Честность заставляла меня признать, что его чушь лучше моей чуши.
— Лично я, — продолжил Гиббон, — тоже слегка недоделанный по части никчемности. Это все папа. Он не применял иронию. Как тебе известно, коммуникационный микс, изливаемый родителем — или родительницей — на ребенка, на двенадцать процентов состоит из «сделай то», на восемьдесят два — из «не делай этого» плюс шесть процентов телячих нежностей. С крайне малыми отклонениями. Так вот, чтобы не иззанудить себя всей этой мутотой до смерти, родитель (родительница) оживляет свои нотации некоторой дозой остроумия, по преимуществу — немудреной иронией. Ирония придает родительским наставлениям определенную неопределенность и — что самое важное — вселяет в ребенка чувство собственной никчемности. Ибо ребенок делает вполне логичное умозаключение, что тот, с кем разговаривают подобным образом, вряд ли представляет собой что-либо путное. Десять лет такой обработки приносят вполне приличные результаты. Пятнадцать — великолепные. Но вот тут-то папа и подкачал. Он избегал иронии. У тебя есть с собой деньги?
— Достаточно.
— Тогда я закажу еще. Что за чушь ты там придумал с этими своими дублями?
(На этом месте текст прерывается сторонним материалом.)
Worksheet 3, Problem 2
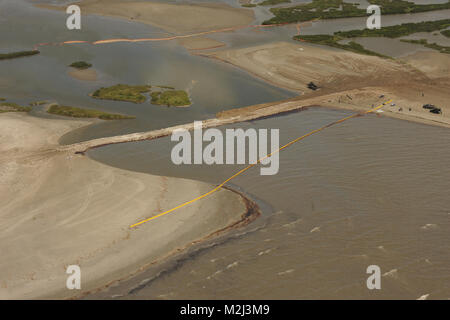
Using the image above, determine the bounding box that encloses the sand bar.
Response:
[37,0,254,34]
[0,113,254,299]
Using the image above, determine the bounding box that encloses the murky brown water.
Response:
[90,108,450,299]
[0,0,450,299]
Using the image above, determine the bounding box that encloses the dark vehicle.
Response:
[430,108,442,114]
[308,82,319,90]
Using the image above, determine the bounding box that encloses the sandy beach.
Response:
[202,42,450,126]
[0,113,254,299]
[37,0,254,34]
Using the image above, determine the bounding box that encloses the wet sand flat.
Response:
[0,113,248,299]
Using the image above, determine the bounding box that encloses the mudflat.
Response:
[0,113,253,299]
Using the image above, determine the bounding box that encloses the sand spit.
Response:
[0,113,255,299]
[37,0,254,34]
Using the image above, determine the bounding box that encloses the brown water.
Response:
[90,108,450,299]
[4,0,450,299]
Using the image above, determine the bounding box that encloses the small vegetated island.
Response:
[47,104,135,120]
[0,99,32,113]
[0,50,40,60]
[91,84,192,107]
[263,0,450,25]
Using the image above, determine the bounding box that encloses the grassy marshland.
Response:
[92,84,151,103]
[294,19,450,58]
[47,104,135,120]
[151,90,192,107]
[0,102,31,113]
[263,0,450,24]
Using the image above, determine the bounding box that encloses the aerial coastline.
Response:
[0,0,450,299]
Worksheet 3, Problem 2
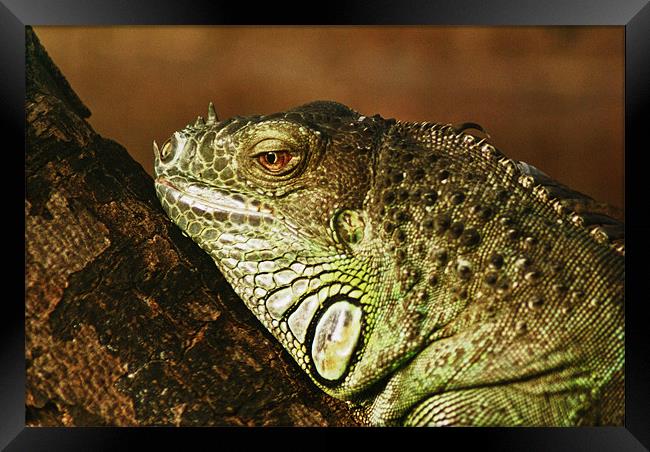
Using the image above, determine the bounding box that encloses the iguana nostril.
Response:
[160,138,174,162]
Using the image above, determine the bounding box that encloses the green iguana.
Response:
[154,101,624,426]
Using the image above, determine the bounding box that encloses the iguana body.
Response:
[154,102,624,426]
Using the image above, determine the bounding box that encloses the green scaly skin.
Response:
[154,102,624,426]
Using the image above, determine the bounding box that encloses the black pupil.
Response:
[266,152,278,165]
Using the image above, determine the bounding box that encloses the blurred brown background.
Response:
[34,27,624,208]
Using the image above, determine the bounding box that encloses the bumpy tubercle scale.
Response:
[154,102,624,425]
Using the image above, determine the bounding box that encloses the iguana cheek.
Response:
[311,301,362,380]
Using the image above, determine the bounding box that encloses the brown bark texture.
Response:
[25,27,357,426]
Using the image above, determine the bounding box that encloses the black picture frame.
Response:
[6,0,650,451]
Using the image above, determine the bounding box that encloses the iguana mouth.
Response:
[155,177,273,219]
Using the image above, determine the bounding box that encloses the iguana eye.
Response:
[257,151,293,173]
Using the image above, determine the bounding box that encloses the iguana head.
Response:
[154,102,394,385]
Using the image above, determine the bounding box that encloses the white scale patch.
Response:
[311,301,362,380]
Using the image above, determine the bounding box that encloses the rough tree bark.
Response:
[25,28,356,426]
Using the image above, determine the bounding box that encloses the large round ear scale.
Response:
[207,102,219,124]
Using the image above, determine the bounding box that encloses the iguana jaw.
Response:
[155,177,273,218]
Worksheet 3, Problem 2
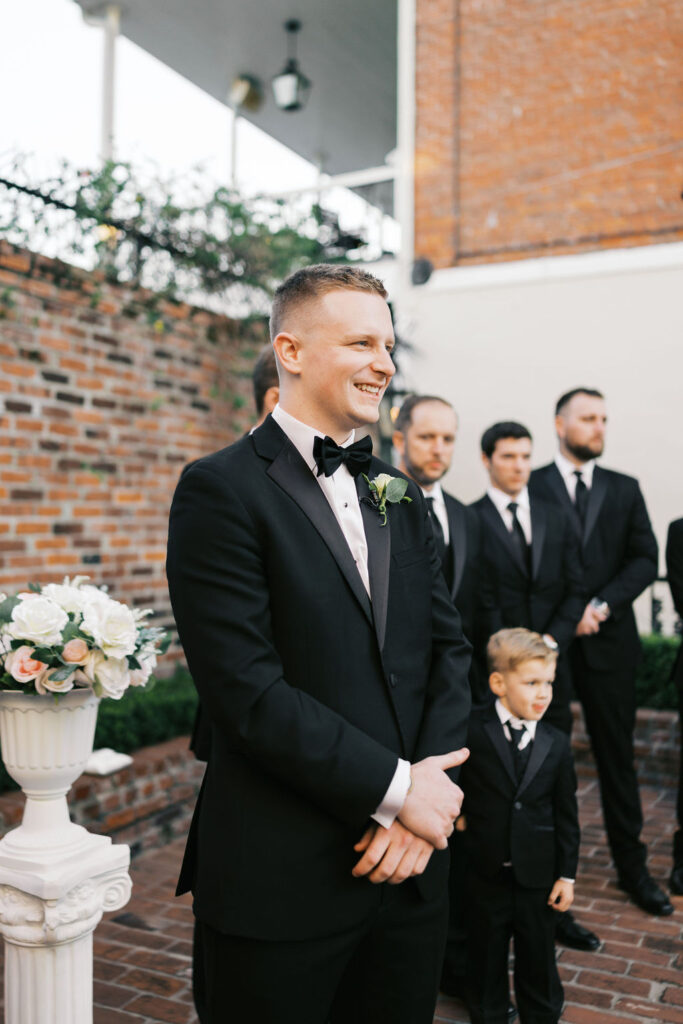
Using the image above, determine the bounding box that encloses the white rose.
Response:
[81,595,137,657]
[9,594,69,647]
[83,650,130,700]
[130,651,157,686]
[42,583,87,614]
[41,669,74,693]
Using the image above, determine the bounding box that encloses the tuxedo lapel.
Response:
[355,468,391,650]
[584,466,607,544]
[444,496,467,600]
[530,499,546,580]
[259,417,373,623]
[483,712,516,788]
[517,724,553,796]
[481,495,528,577]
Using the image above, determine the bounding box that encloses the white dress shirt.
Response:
[272,403,411,828]
[486,486,531,545]
[555,452,595,504]
[420,483,451,548]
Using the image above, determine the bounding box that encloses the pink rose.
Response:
[61,637,88,665]
[5,646,47,688]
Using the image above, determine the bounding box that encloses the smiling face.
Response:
[555,392,607,464]
[393,401,458,487]
[488,657,555,722]
[481,437,531,498]
[273,289,395,443]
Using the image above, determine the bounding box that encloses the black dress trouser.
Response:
[194,881,447,1024]
[570,643,647,884]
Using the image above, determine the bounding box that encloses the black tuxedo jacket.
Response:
[167,417,470,939]
[443,490,479,640]
[529,463,657,671]
[472,495,586,656]
[667,519,683,692]
[461,705,580,889]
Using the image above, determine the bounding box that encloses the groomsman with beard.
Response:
[667,519,683,896]
[167,264,470,1024]
[530,388,674,916]
[392,394,481,663]
[472,422,600,951]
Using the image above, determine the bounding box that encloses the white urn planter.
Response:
[0,688,131,1024]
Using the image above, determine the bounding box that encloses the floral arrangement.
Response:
[0,575,170,700]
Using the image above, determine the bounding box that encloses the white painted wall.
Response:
[396,236,683,581]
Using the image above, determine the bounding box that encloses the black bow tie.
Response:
[313,436,373,476]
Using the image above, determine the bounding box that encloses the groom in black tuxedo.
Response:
[167,265,470,1024]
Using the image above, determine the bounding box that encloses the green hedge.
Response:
[0,666,197,793]
[636,634,681,710]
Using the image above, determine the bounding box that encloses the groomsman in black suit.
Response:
[472,421,600,951]
[189,345,280,761]
[530,388,674,915]
[392,394,479,651]
[167,265,470,1024]
[667,519,683,896]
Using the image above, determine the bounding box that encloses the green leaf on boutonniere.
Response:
[387,476,413,504]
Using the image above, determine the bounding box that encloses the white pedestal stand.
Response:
[0,689,131,1024]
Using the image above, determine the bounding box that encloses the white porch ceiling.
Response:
[76,0,397,174]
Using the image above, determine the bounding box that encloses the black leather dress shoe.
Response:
[618,871,674,918]
[555,910,600,953]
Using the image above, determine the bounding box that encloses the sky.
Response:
[0,0,392,251]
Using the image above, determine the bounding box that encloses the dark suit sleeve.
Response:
[548,516,587,651]
[167,467,396,826]
[553,736,581,879]
[667,519,683,618]
[589,482,657,617]
[414,491,472,780]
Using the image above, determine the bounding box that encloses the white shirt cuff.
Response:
[371,758,411,828]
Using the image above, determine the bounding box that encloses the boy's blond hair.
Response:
[486,627,557,672]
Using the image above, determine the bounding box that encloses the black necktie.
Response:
[427,498,445,565]
[573,469,588,527]
[508,502,530,573]
[508,722,531,782]
[313,435,373,476]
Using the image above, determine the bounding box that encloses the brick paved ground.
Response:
[0,778,683,1024]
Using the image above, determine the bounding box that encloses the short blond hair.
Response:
[270,263,387,341]
[486,627,557,673]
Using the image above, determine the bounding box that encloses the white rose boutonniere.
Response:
[362,473,413,526]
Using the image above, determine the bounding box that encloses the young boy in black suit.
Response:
[458,629,580,1024]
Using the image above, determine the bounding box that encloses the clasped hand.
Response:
[352,748,469,885]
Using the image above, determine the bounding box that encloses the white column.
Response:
[0,837,131,1024]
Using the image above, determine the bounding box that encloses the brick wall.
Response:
[415,0,683,267]
[0,244,265,672]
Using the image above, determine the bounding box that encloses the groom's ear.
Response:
[272,331,301,377]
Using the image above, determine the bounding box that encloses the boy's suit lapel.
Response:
[252,417,374,623]
[483,709,517,787]
[517,722,553,796]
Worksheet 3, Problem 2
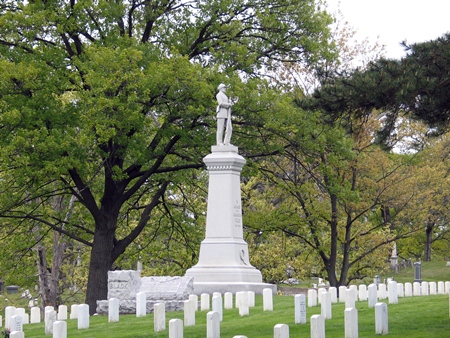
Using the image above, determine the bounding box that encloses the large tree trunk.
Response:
[86,226,115,315]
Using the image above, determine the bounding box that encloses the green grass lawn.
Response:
[382,261,450,284]
[20,295,450,338]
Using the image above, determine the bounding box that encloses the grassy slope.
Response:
[20,295,450,338]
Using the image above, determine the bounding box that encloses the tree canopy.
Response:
[299,34,450,140]
[0,0,332,313]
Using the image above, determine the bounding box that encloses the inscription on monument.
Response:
[233,201,242,227]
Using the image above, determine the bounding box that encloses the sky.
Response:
[325,0,450,59]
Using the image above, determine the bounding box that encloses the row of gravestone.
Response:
[308,281,450,308]
[0,281,450,337]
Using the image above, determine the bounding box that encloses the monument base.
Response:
[188,278,277,295]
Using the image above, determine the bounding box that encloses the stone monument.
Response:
[97,270,193,314]
[185,85,276,294]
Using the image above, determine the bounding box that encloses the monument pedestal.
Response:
[186,145,276,294]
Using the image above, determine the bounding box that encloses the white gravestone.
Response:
[421,282,430,296]
[310,315,325,338]
[375,303,389,335]
[30,306,41,324]
[45,310,57,334]
[388,281,398,304]
[212,296,223,321]
[339,285,347,303]
[58,305,67,320]
[428,282,437,296]
[273,324,289,338]
[153,300,165,332]
[136,292,147,317]
[317,288,327,304]
[185,145,276,293]
[9,331,25,338]
[397,283,405,298]
[263,289,273,311]
[320,292,332,319]
[358,284,367,302]
[200,293,210,311]
[247,291,255,307]
[223,292,234,309]
[169,319,184,338]
[189,295,198,312]
[96,270,194,314]
[70,304,79,319]
[9,315,23,331]
[53,320,67,338]
[5,306,16,329]
[308,289,317,307]
[346,289,356,308]
[378,283,388,299]
[108,298,119,323]
[15,307,28,324]
[328,286,337,304]
[344,307,358,338]
[367,284,378,308]
[206,311,220,338]
[405,282,412,297]
[413,282,421,296]
[239,291,249,316]
[184,300,195,326]
[78,304,89,330]
[294,295,306,324]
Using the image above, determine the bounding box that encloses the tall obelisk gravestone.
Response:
[186,86,276,294]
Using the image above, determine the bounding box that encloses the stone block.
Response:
[273,324,289,338]
[5,306,16,329]
[206,311,220,338]
[212,295,223,321]
[405,282,412,297]
[30,306,41,324]
[200,293,210,311]
[247,291,255,307]
[189,295,198,312]
[263,289,273,311]
[413,282,422,296]
[375,303,389,335]
[344,307,358,338]
[294,295,306,324]
[367,284,378,308]
[310,315,325,338]
[320,292,332,319]
[223,292,234,309]
[358,284,367,302]
[58,305,67,320]
[53,320,67,338]
[328,286,337,304]
[44,307,57,335]
[308,289,317,307]
[169,319,184,338]
[153,300,165,332]
[108,298,119,323]
[77,304,89,330]
[184,300,195,326]
[428,282,437,296]
[388,281,398,304]
[136,292,147,317]
[344,289,356,308]
[339,285,347,303]
[9,315,23,331]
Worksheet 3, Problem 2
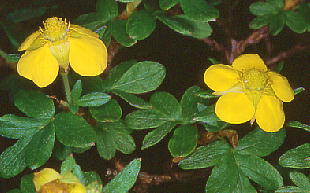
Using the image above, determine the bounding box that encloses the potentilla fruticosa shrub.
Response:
[0,0,310,193]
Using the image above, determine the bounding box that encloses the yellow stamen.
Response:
[40,17,70,42]
[242,69,268,92]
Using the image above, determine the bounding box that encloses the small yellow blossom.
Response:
[33,168,86,193]
[17,17,107,87]
[204,54,294,132]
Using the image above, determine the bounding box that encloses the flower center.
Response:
[242,69,268,92]
[40,17,70,42]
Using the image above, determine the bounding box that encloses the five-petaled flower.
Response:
[204,54,294,132]
[17,17,107,87]
[33,168,86,193]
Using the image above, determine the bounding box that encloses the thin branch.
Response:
[200,38,225,52]
[229,26,269,63]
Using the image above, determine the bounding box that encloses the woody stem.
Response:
[60,72,71,103]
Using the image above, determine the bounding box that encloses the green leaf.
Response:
[150,92,182,120]
[180,86,201,121]
[113,90,152,109]
[126,10,156,40]
[157,15,194,36]
[234,153,283,190]
[284,10,307,33]
[0,114,47,139]
[0,136,31,178]
[286,121,310,132]
[159,0,179,10]
[141,122,175,150]
[52,141,72,161]
[54,113,96,147]
[290,172,310,188]
[205,153,256,193]
[76,92,111,107]
[180,0,219,21]
[96,121,136,159]
[279,143,310,168]
[158,15,212,39]
[90,99,122,122]
[60,155,85,183]
[294,87,306,95]
[103,159,141,193]
[111,20,137,47]
[20,174,36,193]
[249,1,279,16]
[68,80,82,114]
[168,125,198,157]
[112,61,166,94]
[14,90,55,119]
[126,110,173,129]
[108,125,136,154]
[236,129,285,157]
[74,12,106,31]
[249,15,271,29]
[84,172,103,193]
[179,141,231,169]
[98,60,137,91]
[96,129,116,160]
[274,61,284,73]
[25,124,55,169]
[269,12,285,36]
[96,0,118,22]
[267,0,284,10]
[193,106,228,132]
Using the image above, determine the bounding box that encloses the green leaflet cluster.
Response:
[0,61,165,178]
[250,0,310,36]
[179,129,285,193]
[75,0,219,47]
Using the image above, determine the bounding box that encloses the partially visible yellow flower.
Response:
[17,17,107,87]
[204,54,294,132]
[33,168,86,193]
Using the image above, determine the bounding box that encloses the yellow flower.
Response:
[33,168,86,193]
[17,17,107,87]
[204,54,294,132]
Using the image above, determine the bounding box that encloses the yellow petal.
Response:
[204,64,239,91]
[255,95,285,132]
[17,45,59,87]
[33,168,61,191]
[268,72,294,102]
[215,93,255,124]
[50,40,70,71]
[68,183,86,193]
[70,24,99,38]
[18,31,44,51]
[69,36,107,76]
[232,54,267,71]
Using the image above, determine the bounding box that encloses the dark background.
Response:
[0,0,310,193]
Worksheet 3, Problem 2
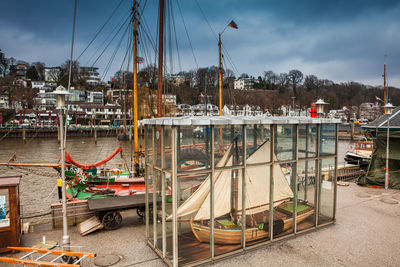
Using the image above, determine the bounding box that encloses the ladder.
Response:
[0,247,96,267]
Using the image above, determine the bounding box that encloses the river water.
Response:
[0,137,353,223]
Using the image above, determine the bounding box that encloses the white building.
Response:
[87,92,104,105]
[234,78,254,90]
[44,67,61,82]
[80,67,100,85]
[31,81,46,89]
[0,95,10,109]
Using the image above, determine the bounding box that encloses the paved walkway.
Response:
[1,183,400,267]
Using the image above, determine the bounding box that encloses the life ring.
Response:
[76,171,89,185]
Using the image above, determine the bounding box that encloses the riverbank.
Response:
[2,183,400,267]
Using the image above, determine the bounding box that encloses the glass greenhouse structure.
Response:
[143,116,340,266]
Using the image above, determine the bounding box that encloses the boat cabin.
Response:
[0,176,21,253]
[142,116,340,266]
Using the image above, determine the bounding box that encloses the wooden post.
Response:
[22,128,26,144]
[94,127,97,144]
[350,122,354,141]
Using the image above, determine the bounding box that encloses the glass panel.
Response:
[153,170,163,251]
[298,124,317,158]
[214,170,243,256]
[177,174,211,265]
[318,158,335,224]
[145,126,153,164]
[275,124,296,160]
[296,160,316,231]
[0,189,10,228]
[177,126,211,172]
[164,173,173,262]
[146,166,154,245]
[273,163,296,237]
[154,126,162,168]
[245,125,271,164]
[214,125,243,167]
[164,126,172,171]
[245,166,271,246]
[320,124,336,156]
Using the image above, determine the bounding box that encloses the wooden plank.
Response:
[8,247,96,258]
[0,257,80,267]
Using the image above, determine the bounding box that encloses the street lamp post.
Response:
[384,103,394,189]
[54,85,70,250]
[314,98,328,118]
[292,96,296,115]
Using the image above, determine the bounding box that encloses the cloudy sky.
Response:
[0,0,400,88]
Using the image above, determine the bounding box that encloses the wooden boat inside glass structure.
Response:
[142,116,340,266]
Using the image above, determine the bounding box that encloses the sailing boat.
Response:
[177,141,314,244]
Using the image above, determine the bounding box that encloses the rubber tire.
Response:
[101,211,122,230]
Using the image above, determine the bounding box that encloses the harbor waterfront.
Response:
[0,137,133,227]
[0,138,400,267]
[0,137,353,227]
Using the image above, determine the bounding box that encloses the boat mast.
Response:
[157,0,164,118]
[133,0,139,166]
[383,55,387,114]
[218,33,222,116]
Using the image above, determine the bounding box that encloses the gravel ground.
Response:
[0,183,400,267]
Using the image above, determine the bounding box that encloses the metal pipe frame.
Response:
[238,125,247,249]
[314,124,321,226]
[332,125,339,221]
[145,124,338,267]
[144,125,151,240]
[171,127,180,267]
[210,126,215,259]
[153,127,157,247]
[292,125,299,233]
[268,125,276,242]
[161,127,167,257]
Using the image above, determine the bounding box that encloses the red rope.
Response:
[65,147,122,170]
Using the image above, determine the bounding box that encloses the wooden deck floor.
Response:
[158,217,314,265]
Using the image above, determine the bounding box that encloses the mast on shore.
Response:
[157,0,164,118]
[383,55,387,114]
[133,0,139,171]
[218,33,222,116]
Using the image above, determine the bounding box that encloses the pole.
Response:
[385,114,391,189]
[383,55,389,114]
[292,96,296,115]
[157,0,164,118]
[204,70,207,116]
[64,0,78,147]
[60,108,70,250]
[133,0,139,172]
[218,33,222,116]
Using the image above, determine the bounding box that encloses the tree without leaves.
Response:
[288,70,303,97]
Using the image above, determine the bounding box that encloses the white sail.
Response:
[178,142,293,220]
[194,156,233,220]
[238,142,294,215]
[173,145,232,219]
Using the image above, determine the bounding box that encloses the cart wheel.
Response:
[76,172,89,185]
[101,211,122,230]
[136,207,146,218]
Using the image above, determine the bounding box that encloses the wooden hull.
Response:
[190,210,314,245]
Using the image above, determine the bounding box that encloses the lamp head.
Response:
[384,103,394,114]
[314,98,328,114]
[53,85,71,109]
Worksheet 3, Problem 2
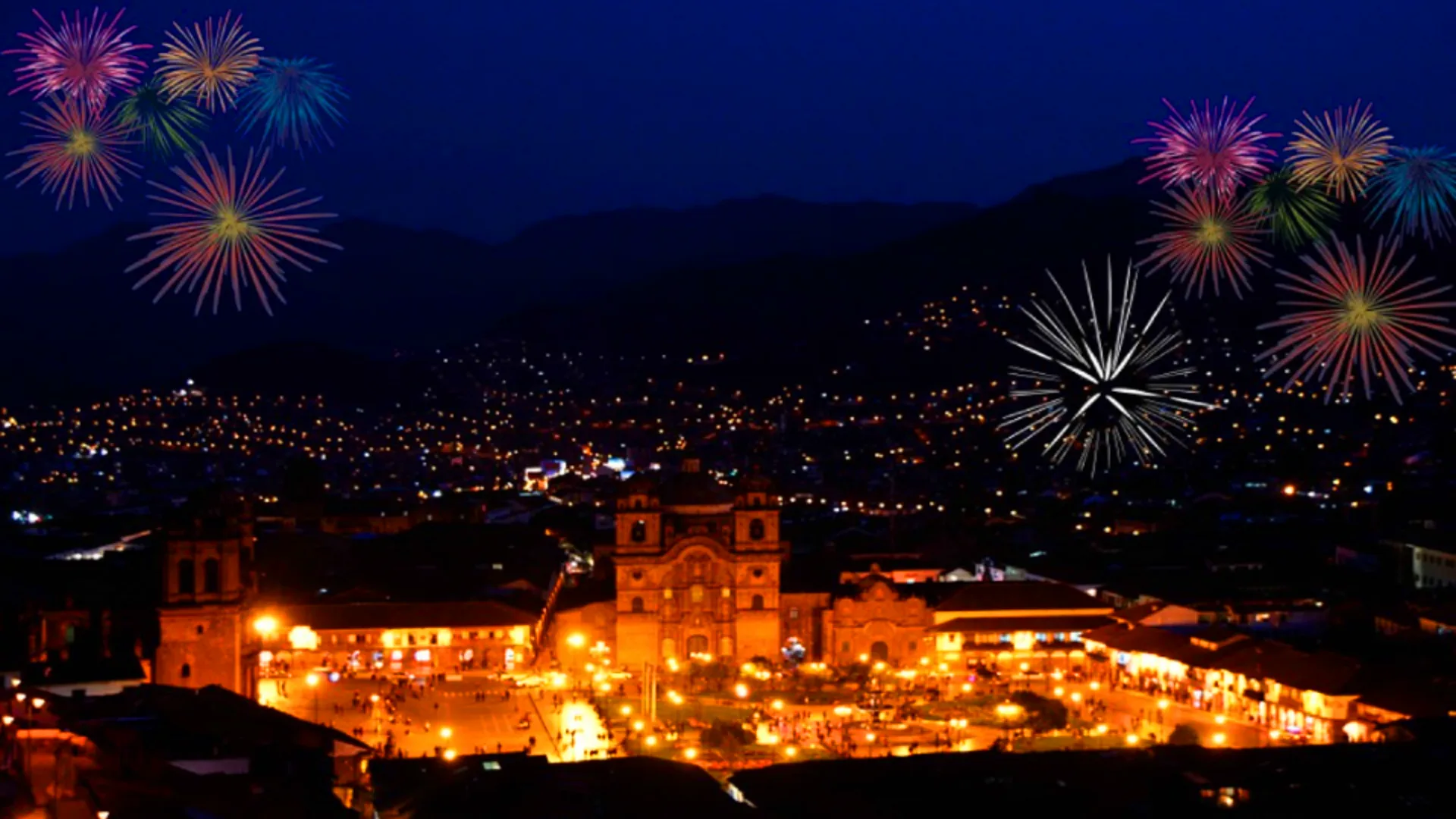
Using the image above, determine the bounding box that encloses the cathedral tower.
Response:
[611,457,788,667]
[153,488,258,697]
— Я замешаю себя искусственно созданным индивидуумом. И думаю больше о нем, чем о себе.
— Вся беда в том, что ты малость простоват. Не мудрено, что тебя поперли из этой шараги, там думать надо было.
— Я и думал, только все не о том.
— Ну и как это, действует? Эта твоя трансплантация?
— За семь дней ни единой мысли о себе.
— Лично я, — сказал Гиббон, — уповаю на кришнаитский социализм.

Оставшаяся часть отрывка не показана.